Fred Again Ten Days Cover

Fred again… ten days (Warner/Atlantic)

Come anticipato dal titolo, il nuovo album dell’affermato produttore britannico, il suo quinto, si compone di dieci brani uno per giorno (come a voler riprendere una struttura di boccacciana memoria), introdotti ognuno da altrettante tracce che contengono brevi stralci di conversazioni e registrazioni audio. Un album a cavallo tra house/dance, R’n’B e pop in cui abbondano come di consueto gli ospiti: Obongjayar, Jozzy & Jim Legxacy, Sampha, SOAK, Anderson.Paak & CHIKA, Duskus, Four Tet, Skrillex, Emmylou Harris, Joy Anonymous, The Japanese House e Scott Hardkiss.

Fat Dog Woof Cover

Fat Dog WOOF. (Domino)

Come poteva chiamarsi il disco d’esordio della band londinese se non con l’onomatopea del verso del cane che portano nel proprio nome? Dopo esser venuti alla ribalta negli scorsi anni per le proprie esibizioni selvagge ed incendiarie ancor prima di pubblicare anche un solo singolo, Joe Love e soci sono ora pronti per il grande passo e per provare ad inscatolare questa loro tracotante energia post-punk all’interno di un LP.

Nala Sinephro Endlessness Cover

Nala Sinephro Endlessness (Warp)

Sono trascorsi tre anni dal disco di debutto dell’arpista e tastierista belga Space 1.8 ed ora è pronta per tornare con il suo seguito, che riparte proprio da quel primo lavoro.
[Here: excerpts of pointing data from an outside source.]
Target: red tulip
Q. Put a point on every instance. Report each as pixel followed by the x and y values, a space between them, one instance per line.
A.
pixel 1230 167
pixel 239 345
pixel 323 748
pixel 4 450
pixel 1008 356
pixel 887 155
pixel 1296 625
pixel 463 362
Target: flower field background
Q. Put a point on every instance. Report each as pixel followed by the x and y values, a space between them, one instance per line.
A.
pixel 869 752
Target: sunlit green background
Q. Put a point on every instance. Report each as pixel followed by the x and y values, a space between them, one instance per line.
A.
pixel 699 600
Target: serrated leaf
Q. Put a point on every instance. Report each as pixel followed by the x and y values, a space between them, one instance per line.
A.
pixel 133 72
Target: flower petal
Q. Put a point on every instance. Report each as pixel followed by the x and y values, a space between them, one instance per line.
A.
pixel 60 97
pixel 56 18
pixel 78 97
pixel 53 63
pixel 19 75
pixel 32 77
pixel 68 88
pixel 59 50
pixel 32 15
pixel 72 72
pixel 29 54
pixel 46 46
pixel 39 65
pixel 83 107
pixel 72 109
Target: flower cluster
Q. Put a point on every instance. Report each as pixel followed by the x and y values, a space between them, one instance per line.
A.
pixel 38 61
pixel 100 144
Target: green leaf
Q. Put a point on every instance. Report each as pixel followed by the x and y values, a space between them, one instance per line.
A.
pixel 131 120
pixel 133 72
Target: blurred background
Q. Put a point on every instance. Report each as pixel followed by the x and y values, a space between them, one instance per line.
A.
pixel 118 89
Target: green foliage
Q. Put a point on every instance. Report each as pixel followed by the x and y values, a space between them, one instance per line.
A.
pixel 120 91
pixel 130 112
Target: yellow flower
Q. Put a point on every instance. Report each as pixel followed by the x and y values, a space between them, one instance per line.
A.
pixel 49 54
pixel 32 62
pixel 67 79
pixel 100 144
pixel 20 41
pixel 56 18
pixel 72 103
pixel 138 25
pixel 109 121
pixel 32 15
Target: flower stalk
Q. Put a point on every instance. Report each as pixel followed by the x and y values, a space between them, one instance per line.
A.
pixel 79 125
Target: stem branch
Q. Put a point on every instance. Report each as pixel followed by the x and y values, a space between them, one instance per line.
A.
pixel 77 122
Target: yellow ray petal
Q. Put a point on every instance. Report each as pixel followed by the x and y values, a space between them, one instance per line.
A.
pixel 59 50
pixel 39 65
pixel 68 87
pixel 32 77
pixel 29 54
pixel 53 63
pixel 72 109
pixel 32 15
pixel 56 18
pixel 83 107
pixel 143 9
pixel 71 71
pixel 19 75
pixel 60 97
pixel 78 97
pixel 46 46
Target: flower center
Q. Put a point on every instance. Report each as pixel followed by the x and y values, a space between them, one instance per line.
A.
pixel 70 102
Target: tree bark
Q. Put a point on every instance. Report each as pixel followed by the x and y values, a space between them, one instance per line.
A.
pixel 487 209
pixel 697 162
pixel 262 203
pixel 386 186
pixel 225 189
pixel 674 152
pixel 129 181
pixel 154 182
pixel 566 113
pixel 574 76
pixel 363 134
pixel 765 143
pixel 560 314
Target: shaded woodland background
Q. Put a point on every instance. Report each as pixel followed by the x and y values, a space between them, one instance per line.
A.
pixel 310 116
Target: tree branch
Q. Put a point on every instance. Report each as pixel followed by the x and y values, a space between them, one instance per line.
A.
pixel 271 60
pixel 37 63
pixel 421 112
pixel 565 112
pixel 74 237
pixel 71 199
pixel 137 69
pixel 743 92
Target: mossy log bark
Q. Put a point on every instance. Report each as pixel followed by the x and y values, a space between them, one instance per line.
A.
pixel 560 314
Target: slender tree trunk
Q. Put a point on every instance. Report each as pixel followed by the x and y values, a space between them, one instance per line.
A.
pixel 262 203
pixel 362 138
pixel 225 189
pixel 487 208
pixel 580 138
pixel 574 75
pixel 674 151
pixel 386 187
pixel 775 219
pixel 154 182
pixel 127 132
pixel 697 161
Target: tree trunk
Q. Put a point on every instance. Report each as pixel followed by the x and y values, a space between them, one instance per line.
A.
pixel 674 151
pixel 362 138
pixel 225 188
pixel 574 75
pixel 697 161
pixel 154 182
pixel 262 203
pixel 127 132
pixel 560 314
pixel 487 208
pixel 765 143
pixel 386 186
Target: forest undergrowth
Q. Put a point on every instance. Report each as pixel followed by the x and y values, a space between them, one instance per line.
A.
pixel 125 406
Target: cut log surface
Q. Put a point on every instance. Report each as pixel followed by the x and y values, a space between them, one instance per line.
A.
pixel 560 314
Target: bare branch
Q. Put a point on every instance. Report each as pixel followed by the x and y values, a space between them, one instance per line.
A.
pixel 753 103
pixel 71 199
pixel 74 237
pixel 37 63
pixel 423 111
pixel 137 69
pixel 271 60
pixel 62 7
Una serie di dieci composizioni sospese tra jazz, ambient e musica elettronica, che, come anticipa il titolo dell’album in modo esemplare, confluiscono l’una nell’altra come fossero tanti movimenti di un unico brano e danno l’idea che il disco possa ricominciare ciclicamente.

Hinds Viva Hinds Cover

Hinds VIVA HINDS (Lucky Numbers)

Per giungere a questo quarto album in studio le ragazze spagnole sono dovute passare attraverso un importante cambio di formazione, che ha visto ricoprire i ruoli di nuova bassista e batterista rispettivamente a Paula Ruiz e Maria Lázaro. Un disco che nasce, quindi, da un profondo bisogno di rinnovamento e di rilancio della propria immagine, attuato grazie anche alla presenza di due importanti ospiti nei brani: Beck e Grian Chatten dei Fontaines D.C.

Max Richter In A Landscape Cover

Max Richter In A Landscape (Decca/Universal)

Il nono album in studio del compositore anglo-tedesco, che arriva a tre anni di distanza da The New Four Seasons, si preannuncia pieno di elementi tra riferimenti letterari, tratte anche dai libri posti in copertina, e field recordings, che puntano ad evocare il paesaggio menzionato nel titolo. Un lavoro carico di contrasti sonori, che denotano un unico obiettivo, come spiegato dall’autore: “Quello che sto cercando di fare con questo materiale è conciliare gli opposti. Dobbiamo farlo”.

Mercury Rev Born Horses Cover

Mercury Rev Born Horses (Bella Union)

Arricchita dall’ingresso del pianista Jesse Chandler e del tastierista Marion Genser, la formazione di Buffalo giunge alla pubblicazione del suo decimo album in studio in arrivo dopo cinque anni di silenzio. Un disco che già dalla copertina accende l’entusiasmo dei fan, recuperando i font del loro disco di maggior successo Deserter’s Song e facendo, quindi, ben sperare sulla qualità di queste nuove canzoni “a cavallo” tra indie e psichedelia.

Midwife No Depression In Heaven Cover

Midwife No Depression In Heaven (The Flenser)

Se si considerano anche i dischi pubblicati con i precedenti alter ego Mariposa e Sister Grotto, questo disco incarna l’ottavo lavoro della discografia di Madeline Elizabeth Johnston. Composto interamente in tour tra una data e l’altra, l’album riflette su temi quali amore e morte e fornisce ulteriori esempi di quello stile che la sua musica ha e che lei ama definire heaven metal.

Toro Y Moi Hole Erth Cover

Toro Y Moi Hole Erth (Dead Oceans)

Nel corso della sua carriera l’artista americano ha sempre sperimentato molto toccando numerosi generi diversi e, giunto al suo decimo album in studio, dimostra di non aver perso il vizio e di continuare la sua ricerca sonora. Ci si discosta dalle sonorità del precedente Mahal del 2022, a cavallo tra jazz e psichedelia, per far spazio a rap, con qualche incursione in territorio trap, pop punk e indie.